Apa maksudnya itu? Terlebih lagi, kenapa dia malah mendatangiku? Aku merasa kakak Shade yang bahkan belum kutahu namanya ini adalah orang dengan tingkat kecocokan yang rendah denganku. Aku yakin dia tidak menyukaiku.

"Apa kau memasak ini?" tanyanya ramah, senyumnya lembut tapi tetap sedikit seram. "Sayur dan ayam cincang, favorti Shade. Boleh kumakan?"

"Oh ya, silahkan."

Dia menarik piring yang harusnya menjadi sarapan Shade dan mengunyah pelan-pelan. Dari ekspresinya aku tahu dia terkejut.

"Wow, kau pandai mengolah bumbu. Boleh kuminta resepmu?"

"Eh? Y-ya, tentu saja."

"Tak perlu gugup, aku tak akan memakanmu atau menyuruhmu pergi. Begini-begini aku juga ibu rumah tangga jadi aku ingin memberikan yang terenak bagi suamiku."

"Kakak sudah menikah?!"

"Iya. Baru beberapa bulan sih."

Ohh! itu kejutan. Shade tidak pernah cerita tentang itu dan setelah kuingat-ingat dia nyaris tak pernah cerita tentang keluarganya. Apa hubungan mereka buruk? Atau karna dia merasa tak perlu memberitahuku?

"Ngomong-ngomong…." Ucap kakak Shade lagi, "belum ada orang yang datang ke tempat ini kan?"

"Selain Kakak tak ada siapa pun yang datang."

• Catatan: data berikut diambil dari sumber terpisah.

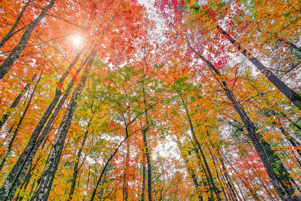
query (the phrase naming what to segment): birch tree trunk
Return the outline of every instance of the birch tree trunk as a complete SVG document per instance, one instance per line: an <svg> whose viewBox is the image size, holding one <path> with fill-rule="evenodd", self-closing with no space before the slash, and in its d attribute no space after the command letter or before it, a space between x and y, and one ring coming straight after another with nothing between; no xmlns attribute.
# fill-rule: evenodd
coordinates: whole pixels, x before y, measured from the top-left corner
<svg viewBox="0 0 301 201"><path fill-rule="evenodd" d="M88 73L90 70L96 56L96 53L93 52L92 55L84 71L85 73ZM83 89L87 77L84 75L82 75L79 84L73 92L62 122L55 135L53 145L41 175L41 181L37 187L31 200L47 201L48 199L55 173L61 159L65 140L75 110L75 107L77 104L76 100Z"/></svg>
<svg viewBox="0 0 301 201"><path fill-rule="evenodd" d="M28 42L28 39L33 29L46 14L46 12L54 5L55 0L50 0L49 4L42 9L40 14L32 21L22 35L18 44L13 49L7 58L0 66L0 80L5 76L11 67L19 58L21 52Z"/></svg>

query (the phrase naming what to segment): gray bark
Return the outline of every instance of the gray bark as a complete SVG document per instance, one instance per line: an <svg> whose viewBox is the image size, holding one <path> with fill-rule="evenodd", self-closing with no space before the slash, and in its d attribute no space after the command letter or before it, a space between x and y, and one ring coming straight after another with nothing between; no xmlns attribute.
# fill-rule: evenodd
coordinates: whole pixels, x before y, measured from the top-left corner
<svg viewBox="0 0 301 201"><path fill-rule="evenodd" d="M92 54L84 71L85 73L88 72L96 56L95 52L93 52ZM31 200L47 201L48 199L55 173L61 159L65 140L75 110L75 107L77 104L76 101L84 88L86 80L87 77L84 75L82 75L79 83L72 94L41 175L42 180L37 187Z"/></svg>
<svg viewBox="0 0 301 201"><path fill-rule="evenodd" d="M147 193L148 195L148 200L152 200L151 196L151 169L150 159L150 158L149 153L148 152L148 147L147 146L147 141L146 139L146 132L148 128L143 129L142 133L143 135L143 142L144 146L145 147L145 156L146 156L146 161L147 165Z"/></svg>
<svg viewBox="0 0 301 201"><path fill-rule="evenodd" d="M84 136L84 139L82 140L82 146L83 146L82 148L80 147L79 149L78 152L77 152L77 155L76 160L77 160L77 161L75 162L74 164L74 168L73 169L73 177L72 177L72 183L71 184L71 187L70 188L70 191L69 193L69 198L68 200L71 200L72 199L72 195L74 193L74 189L75 188L75 185L76 184L76 179L77 177L77 173L78 172L78 164L79 163L79 160L80 159L80 157L82 155L82 148L85 145L85 143L86 142L86 139L88 136L88 129L90 126L90 122L92 120L91 118L88 122L88 125L87 126L87 129L85 133L85 135Z"/></svg>
<svg viewBox="0 0 301 201"><path fill-rule="evenodd" d="M301 110L301 96L299 94L281 81L272 71L267 68L250 53L247 53L246 49L240 44L236 43L236 41L221 27L218 26L217 28L222 32L223 34L232 44L237 46L238 50L241 53L260 71L260 72L264 74L270 81L273 83L284 96L287 97L299 109Z"/></svg>
<svg viewBox="0 0 301 201"><path fill-rule="evenodd" d="M23 121L23 120L24 118L24 117L25 116L25 115L26 114L26 112L27 112L27 110L28 109L28 108L29 107L29 105L30 104L30 103L31 102L31 100L33 99L33 95L35 93L35 91L37 85L40 82L40 80L41 79L41 77L42 75L42 74L41 73L41 74L40 75L40 77L39 77L39 80L37 82L36 84L36 86L35 86L34 88L33 89L33 92L31 93L31 95L30 96L30 97L29 99L29 100L28 101L28 103L27 104L27 105L26 105L26 107L25 108L25 110L24 110L24 111L23 112L22 116L21 117L21 118L20 119L20 120L19 121L19 123L18 123L18 125L17 125L17 128L16 128L14 131L14 134L13 134L13 136L12 137L11 139L11 141L9 143L9 144L8 145L8 150L7 151L8 152L8 154L9 154L9 153L11 152L11 147L13 146L13 143L14 143L14 140L15 138L16 137L16 136L17 135L17 133L19 131L19 130L20 128L20 127L21 126L21 124L22 123L22 121ZM3 160L2 160L2 162L1 162L1 164L0 165L0 171L1 171L1 170L2 169L2 168L3 167L3 166L4 165L4 163L6 161L7 159L7 158L4 157L3 159Z"/></svg>
<svg viewBox="0 0 301 201"><path fill-rule="evenodd" d="M13 33L14 31L14 30L18 26L18 23L20 21L20 20L21 20L21 18L22 17L22 16L23 15L23 14L24 13L24 11L25 11L25 9L29 5L29 4L31 2L32 0L29 0L28 2L26 3L26 4L25 5L23 8L22 8L22 10L21 11L21 12L20 13L20 14L19 16L18 16L17 18L17 20L14 23L14 25L13 25L13 27L11 27L11 30L9 30L8 33L7 33L5 36L3 37L3 38L2 39L2 40L0 42L0 49L1 49L2 47L4 45L4 44L15 33L17 32L16 31L14 33ZM29 26L29 24L28 26Z"/></svg>
<svg viewBox="0 0 301 201"><path fill-rule="evenodd" d="M0 66L0 80L5 76L11 67L19 58L21 52L25 48L28 42L28 39L33 31L36 27L44 17L47 12L53 6L55 0L50 0L49 4L42 9L40 14L32 21L28 26L22 35L21 39L18 44L13 49L7 58L4 60Z"/></svg>
<svg viewBox="0 0 301 201"><path fill-rule="evenodd" d="M193 50L191 46L191 48ZM199 55L197 52L193 50L193 51L208 65L210 68L214 72L215 74L216 74L218 76L221 76L217 69L210 61L206 60L201 55ZM218 78L216 78L216 79ZM248 117L242 106L239 105L236 101L234 95L228 88L227 83L223 81L220 83L223 88L227 97L231 101L235 111L239 115L244 127L247 132L247 135L254 145L263 164L271 183L281 199L283 201L301 200L301 198L299 196L293 196L293 195L294 194L294 188L289 188L283 181L284 181L286 182L292 182L292 181L290 179L289 173L284 168L280 159L278 156L274 155L274 152L271 149L269 145L262 139L262 136L256 133L257 129L255 125ZM281 173L276 174L273 169L275 168L278 169L279 172ZM284 172L285 173L284 173Z"/></svg>
<svg viewBox="0 0 301 201"><path fill-rule="evenodd" d="M37 75L36 74L34 74L33 75L33 77L31 79L31 80L33 81L33 80L35 79L36 77L37 77ZM25 86L24 88L23 89L22 92L20 93L19 93L18 96L15 99L14 101L13 102L11 105L10 106L10 108L14 108L17 105L18 105L18 104L19 104L19 102L21 100L21 98L23 97L23 96L24 93L25 93L27 91L27 90L29 88L29 86L30 86L30 83L27 84L26 85L26 86ZM6 121L7 120L7 119L9 117L10 115L11 114L11 112L10 111L8 111L6 112L6 114L4 115L1 118L1 120L0 120L0 128L1 128L2 127L2 126L4 124L5 122L6 122Z"/></svg>
<svg viewBox="0 0 301 201"><path fill-rule="evenodd" d="M188 174L189 174L191 178L192 179L192 182L193 182L194 186L194 188L195 188L196 190L197 191L197 197L198 200L198 201L203 201L203 197L202 196L200 191L200 187L197 181L197 177L195 172L192 169L192 168L189 167L189 161L188 160L188 158L186 155L184 154L182 150L182 145L181 144L181 142L178 139L177 136L177 144L178 145L178 147L179 149L180 149L180 152L181 153L182 158L184 161L184 162L185 162L187 172L188 172Z"/></svg>
<svg viewBox="0 0 301 201"><path fill-rule="evenodd" d="M143 150L143 149L142 149ZM141 201L144 201L144 191L145 190L145 171L146 168L144 165L144 162L145 161L144 157L144 155L142 156L142 187L141 190L142 193L141 193Z"/></svg>
<svg viewBox="0 0 301 201"><path fill-rule="evenodd" d="M194 140L195 141L195 143L196 143L197 145L197 147L201 153L201 155L202 156L202 157L203 158L203 160L204 161L204 163L205 165L205 167L206 167L206 169L207 170L207 171L208 172L208 174L209 176L209 177L210 179L210 181L211 181L211 184L212 185L212 187L213 188L213 190L214 191L214 192L215 193L216 195L216 198L218 201L221 201L221 199L220 197L219 196L219 190L217 188L216 186L215 185L215 183L214 182L214 180L213 179L213 177L212 176L212 174L211 174L211 171L210 170L210 168L209 167L209 165L208 165L208 163L207 163L207 160L206 159L206 157L205 157L205 155L204 154L204 153L203 152L203 149L202 149L200 145L200 143L199 143L197 139L197 137L196 136L195 133L194 133L194 130L193 128L193 126L192 125L192 122L191 120L191 119L190 118L190 116L189 115L189 113L188 111L188 110L187 109L187 108L186 107L186 105L185 105L184 100L182 98L181 99L182 101L183 102L183 106L184 107L184 109L186 111L186 113L187 114L187 117L188 118L188 121L189 123L189 125L190 126L190 130L192 134Z"/></svg>
<svg viewBox="0 0 301 201"><path fill-rule="evenodd" d="M75 65L79 58L80 55L81 53L78 54L73 62L69 65L68 68L69 70L71 70L72 67ZM8 189L5 190L5 187L3 185L0 189L0 201L10 201L14 197L16 191L21 184L20 182L23 179L24 175L26 174L29 165L32 162L36 150L37 150L41 143L42 143L43 140L47 135L48 130L44 129L44 130L46 132L46 134L45 134L45 133L42 133L42 135L41 135L39 138L38 141L37 142L37 140L39 137L40 133L42 131L44 125L51 114L52 110L61 97L62 94L60 89L61 87L63 85L65 78L69 74L69 71L68 70L66 71L63 75L62 77L60 79L57 85L57 87L55 90L55 94L54 98L48 106L43 117L41 118L40 121L36 127L25 149L11 171L8 175L9 179L7 180L8 181ZM73 79L73 80L74 81ZM61 102L60 101L60 102ZM62 102L62 104L63 102ZM60 108L60 107L59 108ZM58 112L58 111L57 111L57 112ZM52 116L54 118L52 120L53 121L55 116L53 115ZM49 125L46 125L46 126L49 126L50 127L52 123L51 122ZM39 143L40 144L39 144L39 146L38 146L37 145ZM8 196L6 196L5 194L7 193L8 193Z"/></svg>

"Oh, tak perlu panggil kakak. Aku ingin akrab denganmu Soni, jadi panggil saja aku dengan namaku."

"Err, baiklah.... Nama Kakak siapa ya?"

Detik-detik keheningan yang terjadi kemudian terasa amat menyiksa. Matanya menatap tajam seolah mencoba untuk mengulitiku. Apa aku sudah menanyakan hal yang salah? Tapi dia memang belum memperkenalkan dirinya, masa aku yang salah? Aku kan bukan pembaca pikiran.

"Iya juga ya, kita belum kenalan. Tehe~"

Tehe? Aku tak tahu apa itu tapi atmosfirnya bagus. Mungkin dia tidaklah seseram yang aku kira.